Il aura fallu plus de deux siècles, alors qu’en 2014 le président François Hollande suggérait son entrée au Panthéon, pour qu’on reconnaisse à Olympe de Gouges la dimension de pionnière de l’égalité des droits, elle qui rédigea en septembre 1791 la Déclaration des droits de la femme et de la citoyenne. Mais elle n’est peut-être pas encore assez connue pour sa lutte contre l’esclavage.
Issue de la bourgeoisie aisée de Montauban, Olympe de Gouges arriva à Paris après la mort de son mari, et fréquenta aussitôt les salons littéraires. Elle commence alors à écrire, en particulier des pièces de théâtre, et monte sa propre troupe.
Indépendamment de son théâtre politique qui fut joué dans des théâtres privés à Paris et en province pendant la Révolution – comme L’Homme généreux, dénonçant « l’aspect déplorable du peuple » –, la pièce qui rendit célèbre Olympe de Gouges est L’esclavage des Noirs, ou l’heureux naufrage, qu’elle avait donné en lecture à la Comédie-Française en 1785 sous le titre de Zamore et Mirza, ou L’heureux naufrage.
La pièce narre l’histoire de l’esclave Zamore qui, après avoir tué l’intendant qui avait tenté de violer sa fiancée Mirza, subit les pires brimades. Le propos en est clair : dénoncer les conditions de vie faites aux esclaves dans les colonies.

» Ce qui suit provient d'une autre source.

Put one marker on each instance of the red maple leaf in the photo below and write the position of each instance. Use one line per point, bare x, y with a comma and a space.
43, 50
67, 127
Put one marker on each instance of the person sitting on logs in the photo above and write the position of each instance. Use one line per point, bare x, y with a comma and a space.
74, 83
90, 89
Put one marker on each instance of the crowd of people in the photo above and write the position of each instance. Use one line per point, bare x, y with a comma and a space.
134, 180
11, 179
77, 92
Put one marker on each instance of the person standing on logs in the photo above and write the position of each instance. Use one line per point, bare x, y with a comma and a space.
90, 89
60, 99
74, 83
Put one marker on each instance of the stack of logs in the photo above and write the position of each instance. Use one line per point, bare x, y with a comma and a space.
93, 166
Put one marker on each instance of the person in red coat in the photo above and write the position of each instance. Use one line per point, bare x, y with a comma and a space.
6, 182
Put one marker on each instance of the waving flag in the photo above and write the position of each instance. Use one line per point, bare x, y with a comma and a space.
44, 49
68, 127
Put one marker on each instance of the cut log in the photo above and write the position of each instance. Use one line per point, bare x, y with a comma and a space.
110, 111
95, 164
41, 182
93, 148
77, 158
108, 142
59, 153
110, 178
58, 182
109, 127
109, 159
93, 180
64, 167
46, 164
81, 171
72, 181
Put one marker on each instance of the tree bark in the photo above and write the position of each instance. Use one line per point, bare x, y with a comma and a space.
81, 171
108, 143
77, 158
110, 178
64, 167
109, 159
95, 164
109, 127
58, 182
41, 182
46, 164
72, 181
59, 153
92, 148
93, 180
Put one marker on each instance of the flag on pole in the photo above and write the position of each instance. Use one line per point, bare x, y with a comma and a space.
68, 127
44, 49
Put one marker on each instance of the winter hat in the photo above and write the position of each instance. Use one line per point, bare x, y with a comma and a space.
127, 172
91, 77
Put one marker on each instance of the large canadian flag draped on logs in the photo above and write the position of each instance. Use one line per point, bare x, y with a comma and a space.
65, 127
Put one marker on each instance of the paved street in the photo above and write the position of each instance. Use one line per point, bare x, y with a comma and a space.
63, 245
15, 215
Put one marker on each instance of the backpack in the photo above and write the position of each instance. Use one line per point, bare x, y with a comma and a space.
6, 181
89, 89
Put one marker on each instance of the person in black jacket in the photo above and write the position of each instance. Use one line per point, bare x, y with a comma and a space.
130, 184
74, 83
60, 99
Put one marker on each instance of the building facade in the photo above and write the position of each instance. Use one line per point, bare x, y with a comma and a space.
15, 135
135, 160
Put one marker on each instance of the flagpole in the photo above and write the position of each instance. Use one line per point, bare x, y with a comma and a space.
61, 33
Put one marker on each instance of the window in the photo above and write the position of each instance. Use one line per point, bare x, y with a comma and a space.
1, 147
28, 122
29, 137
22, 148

L’auteure espère éveiller la bienveillance de l’opinion publique sur « ces victimes de la cupidité ». Pour la première fois dans l’histoire du théâtre, elle choisit comme personnages principaux des esclaves noirs et multiplie dans sa pièce, tant au niveau des décors, des costumes, des maquillages que des figurants, les notes qui donnent une véritable couleur locale à la représentation.
La pièce n’a cependant été jouée sur la scène du nouveau théâtre des Comédiens Français (devenu Théâtre National en juillet 1789 − l’actuel Odéon) qu’en décembre 1789, il y a tout juste 230 ans, et ce malgré l’insistance de l’auteure auprès des comédiens, et les modifications et « adoucissements » qu’elle avait apportés au texte publié dans l’intervalle, enrichi d’une préface dénonçant clairement l’esclavage et prônant l’égalité entre tous les individus : « Réflexions sur les hommes nègres ».
Entretemps un mouvement d’opinion favorable à l’abolition de l’esclavage avait pris corps en France comme en Angleterre et la Société des Amis des Noirs avait vu le jour en 1788, à laquelle adhérèrent aussitôt Mirabeau, l’Abbé Grégoire et La Fayette.
La pièce d’Olympe de Gouges fut retirée de l’affiche au bout de sa troisième représentation, le 2 janvier 1790. Sans doute les comédiens grimés de noir n’ont-ils pas mis beaucoup de cœur à la défendre. Surtout, elle reçut une vive opposition de la part des nombreux spectateurs de la Comédie-Française intéressés au commerce triangulaire, qui louaient des loges à l’année et exigèrent le retrait de la pièce. Une brochure anonyme, « Lettre à madame de Gouges », la dénonça.
Olympe de Gouges s’en plaignit dans une Lettre aux représentants (de la jeune Assemblée nationale) : « Quoi ! La cabale de quelques colons et la tyrannie histrionique l’emporteront sur l’intérêt public, sur la plus lumineuse équité, et l’an premier de la Liberté se souillera d’une injustice que n’eussent produite ni l’ignorance ni la barbarie du régime féodal ? »
Olympe de Gouges s’engage résolument dans la Révolution, mais la Déclaration des droits de l’homme et du citoyen, proclamée en 1791, après tant de discussions, ne contient aucune avancée pour les droits accordés aux femmes. D’où la réplique que fait Olympe de Gouges avec sa Déclaration des droits de la femme et de la citoyenne. Ce texte est augmenté d’une postface où elle rappelle la question des Noirs – autres exclus de la condition humaine – en raison du sort injuste qu’ils subissent, en raison aussi des troubles graves causés par les révoltes qui se multiplient alors dans les îles.
Le 22 juillet 1793, surlendemain de l’arrestation d’Olympe de Gouges, puis le jour même de sa condamnation à mort le 2 novembre de la même année, elle invoqua sa pièce De l'esclavage des Nègres pour preuve de son patriotisme et de son combat de toujours contre la tyrannie.
Le décret d’abolition de l’esclavage dans les colonies paraîtra finalement en 1794. L’esclavage sera rétabli par Bonaparte en 1802, avant d'être définitivement aboli en 1848.